Paul had suffered under the Corinthian church’s contempt. The Corinthians had suffered over Paul’s “painful visit” and his subsequent painful follow-up letter. Paul’s unshakable hope was founded in the fact that all believers have fellowship with Christ. As he wrote to them in the letter we call 1st Corinthians, “God is faithful, by whom you were called into the fellowship of his Son, Jesus Christ our Lord” (1 Cor. 1:9). Additionally, all believers have fellowship in the Holy Spirit. Paul states this in his famous benediction in 13:14, “The grace of our Lord Jesus Christ and the love of God and the fellowship of the Holy Spirit be with you all.” All believers have fellowship in the entirety of the Holy Trinity. St John wrote, “indeed our fellowship is with the Father and with his Son Jesus Christ” (1 Jn.3b).
Our fellowship with Father, Son, and Holy Spirit creates a fellowship in Christ’s sufferings and so leads to Paul’s unshakable hope: “we know that as you share in our sufferings, you will also share in our comfort” (1:7b). Despite their sordid past, blue the Corinthians would rise to their divine fellowship and ultimately experience the full comfort of God. In Christ’s service there will be disagreements, but there is no need for despair. There will be conflicts, but there is never a need for doubt. There will be afflictions, but they never come without comfort.
Paul’s great blessing should resound in our souls: “Blessed be the God and father of our Lord Jesus Christ, the Father of mercies and God of all comfort” (1:3). We do not need to suffer as orphans when our Father is the “God of all comfort.” As our merciful Father, he alone is the author of all possible consolation. The Holy Spirit is near to the afflicted. He speaks to their souls, and they breathe in his comfort for themselves and pass it on to others.
Those who follow Christ will be afflicted. This passage promises overflowing comfort in affliction. Paul gives us the biblical truth that God’s comfort always exceeds our afflictions. “5 For as we share abundantly in Christ’s sufferings, so through Christ we share abundantly in comfort too.” Only affliction can properly humble us and drive us to greater and greater Jesus-dependence. As our afflictions bear down upon us, the Holy Spirit gently draws us to the overflowing comfort of God. So, Paul writes:
Blessed be the God and Father of our Lord Jesus Christ, the Father of mercies and God of all comfort.
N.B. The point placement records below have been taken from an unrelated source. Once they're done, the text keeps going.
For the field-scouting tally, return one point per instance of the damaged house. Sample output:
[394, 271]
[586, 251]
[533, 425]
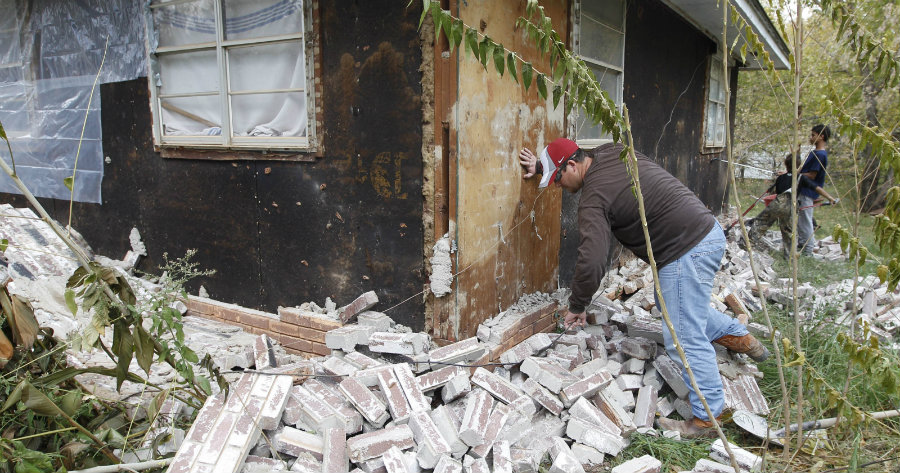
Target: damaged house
[322, 149]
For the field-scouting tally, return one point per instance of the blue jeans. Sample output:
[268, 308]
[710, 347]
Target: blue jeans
[686, 288]
[806, 236]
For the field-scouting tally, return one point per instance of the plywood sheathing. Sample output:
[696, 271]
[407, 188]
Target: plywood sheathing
[492, 119]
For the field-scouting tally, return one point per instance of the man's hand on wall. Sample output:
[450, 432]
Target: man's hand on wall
[574, 320]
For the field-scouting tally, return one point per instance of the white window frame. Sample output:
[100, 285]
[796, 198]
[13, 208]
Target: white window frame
[577, 26]
[222, 46]
[713, 105]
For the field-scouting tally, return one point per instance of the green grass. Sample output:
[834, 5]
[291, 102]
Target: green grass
[823, 353]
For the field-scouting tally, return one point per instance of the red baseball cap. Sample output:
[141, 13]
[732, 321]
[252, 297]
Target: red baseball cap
[555, 156]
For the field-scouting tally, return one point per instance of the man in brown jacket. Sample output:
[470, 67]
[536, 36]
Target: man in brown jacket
[688, 246]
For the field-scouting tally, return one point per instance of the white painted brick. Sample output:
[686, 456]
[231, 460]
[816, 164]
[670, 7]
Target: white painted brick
[524, 460]
[589, 367]
[334, 452]
[456, 388]
[443, 421]
[588, 412]
[491, 431]
[448, 465]
[564, 461]
[612, 410]
[314, 412]
[360, 361]
[745, 460]
[542, 396]
[587, 455]
[502, 460]
[399, 343]
[547, 374]
[459, 352]
[375, 444]
[338, 366]
[589, 435]
[380, 321]
[644, 464]
[394, 462]
[396, 400]
[364, 401]
[498, 387]
[437, 378]
[431, 444]
[348, 415]
[306, 463]
[418, 402]
[586, 387]
[478, 408]
[630, 382]
[645, 407]
[294, 442]
[369, 376]
[276, 401]
[263, 353]
[475, 465]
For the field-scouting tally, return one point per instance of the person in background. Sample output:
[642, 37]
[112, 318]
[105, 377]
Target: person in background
[779, 209]
[688, 246]
[813, 168]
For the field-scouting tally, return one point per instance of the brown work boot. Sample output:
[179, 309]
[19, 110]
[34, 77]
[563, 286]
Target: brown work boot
[745, 344]
[688, 429]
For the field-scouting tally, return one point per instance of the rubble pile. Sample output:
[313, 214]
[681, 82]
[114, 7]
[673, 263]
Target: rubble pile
[391, 401]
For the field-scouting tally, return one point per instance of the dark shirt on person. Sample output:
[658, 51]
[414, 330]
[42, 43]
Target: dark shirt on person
[817, 161]
[676, 219]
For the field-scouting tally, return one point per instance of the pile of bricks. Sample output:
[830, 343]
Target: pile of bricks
[512, 398]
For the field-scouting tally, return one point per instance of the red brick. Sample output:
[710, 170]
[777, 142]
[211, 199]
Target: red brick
[285, 328]
[322, 324]
[297, 344]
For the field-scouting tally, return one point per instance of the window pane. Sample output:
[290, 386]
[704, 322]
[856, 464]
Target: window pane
[191, 116]
[282, 114]
[607, 12]
[257, 18]
[186, 23]
[283, 64]
[601, 43]
[188, 72]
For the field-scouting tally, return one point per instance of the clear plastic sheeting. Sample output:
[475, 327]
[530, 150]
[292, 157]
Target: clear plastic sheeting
[50, 52]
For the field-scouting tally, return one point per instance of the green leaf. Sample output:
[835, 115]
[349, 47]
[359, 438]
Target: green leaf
[527, 72]
[542, 86]
[38, 402]
[472, 41]
[70, 402]
[557, 94]
[511, 66]
[485, 50]
[70, 302]
[15, 396]
[203, 382]
[499, 59]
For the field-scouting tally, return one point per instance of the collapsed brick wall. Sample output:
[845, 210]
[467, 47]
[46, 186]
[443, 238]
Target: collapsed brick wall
[303, 332]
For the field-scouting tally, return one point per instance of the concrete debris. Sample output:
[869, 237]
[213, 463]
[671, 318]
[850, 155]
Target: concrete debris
[380, 398]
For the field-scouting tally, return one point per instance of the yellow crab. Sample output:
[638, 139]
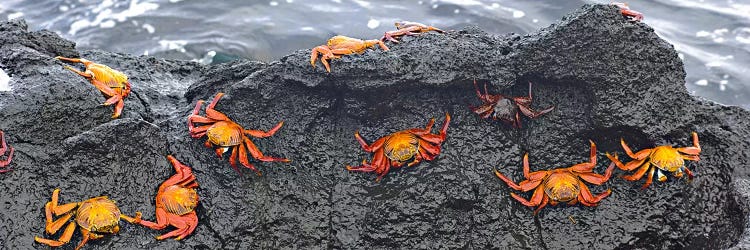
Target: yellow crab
[95, 216]
[661, 158]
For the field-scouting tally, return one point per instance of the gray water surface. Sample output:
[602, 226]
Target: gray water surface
[712, 36]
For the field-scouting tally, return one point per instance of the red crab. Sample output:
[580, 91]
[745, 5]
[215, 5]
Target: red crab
[627, 12]
[113, 84]
[175, 203]
[4, 147]
[406, 28]
[664, 158]
[560, 185]
[506, 108]
[338, 46]
[226, 134]
[396, 149]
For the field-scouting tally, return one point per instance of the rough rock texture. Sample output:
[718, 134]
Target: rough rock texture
[609, 78]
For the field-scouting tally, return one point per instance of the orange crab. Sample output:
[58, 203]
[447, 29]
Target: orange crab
[226, 134]
[627, 12]
[95, 216]
[398, 148]
[661, 158]
[406, 28]
[506, 108]
[342, 45]
[113, 84]
[3, 148]
[562, 185]
[175, 203]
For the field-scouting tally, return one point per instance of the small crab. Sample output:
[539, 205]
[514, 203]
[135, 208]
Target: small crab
[95, 216]
[3, 148]
[175, 203]
[406, 28]
[113, 84]
[562, 185]
[506, 108]
[398, 148]
[226, 134]
[342, 45]
[661, 158]
[632, 15]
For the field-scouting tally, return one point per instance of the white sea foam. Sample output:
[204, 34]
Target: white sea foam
[178, 45]
[373, 24]
[15, 15]
[149, 28]
[107, 18]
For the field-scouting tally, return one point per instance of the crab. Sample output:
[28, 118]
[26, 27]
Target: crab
[113, 84]
[3, 148]
[632, 15]
[506, 108]
[226, 134]
[395, 150]
[175, 203]
[658, 159]
[406, 28]
[342, 45]
[562, 185]
[95, 217]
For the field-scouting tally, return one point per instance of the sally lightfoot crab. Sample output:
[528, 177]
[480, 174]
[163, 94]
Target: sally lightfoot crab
[95, 217]
[113, 84]
[175, 203]
[562, 185]
[406, 28]
[395, 150]
[658, 159]
[632, 15]
[342, 45]
[5, 148]
[506, 108]
[226, 134]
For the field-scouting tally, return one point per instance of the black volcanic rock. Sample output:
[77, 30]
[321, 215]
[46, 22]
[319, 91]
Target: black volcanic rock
[608, 78]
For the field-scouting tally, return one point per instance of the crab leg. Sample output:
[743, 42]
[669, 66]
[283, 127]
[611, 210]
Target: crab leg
[638, 174]
[60, 209]
[233, 159]
[545, 200]
[369, 148]
[263, 134]
[536, 198]
[596, 178]
[587, 166]
[537, 175]
[640, 155]
[691, 157]
[255, 152]
[64, 238]
[417, 159]
[531, 113]
[243, 159]
[650, 178]
[695, 149]
[326, 52]
[53, 226]
[589, 198]
[690, 173]
[161, 220]
[86, 236]
[3, 145]
[524, 186]
[3, 148]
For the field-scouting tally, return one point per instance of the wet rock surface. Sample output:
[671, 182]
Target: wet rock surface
[607, 77]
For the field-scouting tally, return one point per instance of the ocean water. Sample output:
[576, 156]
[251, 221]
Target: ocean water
[712, 36]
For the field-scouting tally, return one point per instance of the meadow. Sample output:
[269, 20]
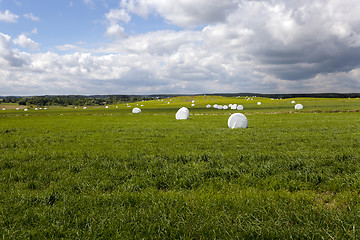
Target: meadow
[99, 173]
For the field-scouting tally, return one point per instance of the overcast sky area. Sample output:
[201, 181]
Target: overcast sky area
[178, 46]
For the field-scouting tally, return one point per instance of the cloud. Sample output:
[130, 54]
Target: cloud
[31, 17]
[114, 19]
[183, 13]
[87, 2]
[248, 46]
[8, 57]
[23, 41]
[7, 16]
[1] The Holy Bible: English Standard Version (Wheaton, IL: Crossway Bibles, 2016), 2 Co 1:3–7.
[2] Hughes, 2 Corinthians. Kindle Edition.
[3] Barnett, 69.
[4] Hughes, R. Kent. 2 Corinthian. Kindle Edition.
[5] The Holy Bible: English Standard Version (Wheaton, IL: Crossway Bibles, 2016), Is 40:1–2.
[6] The Holy Bible: English Standard Version (Wheaton, IL: Crossway Bibles, 2016), Is 66:13.
[7] Barnett, 73.
[8] The Holy Bible: English Standard Version (Wheaton, IL: Crossway Bibles, 2016), Php 3:10–11.
[9] The Holy Bible: English Standard Version (Wheaton, IL: Crossway Bibles, 2016), 1 Pe 2:20–21.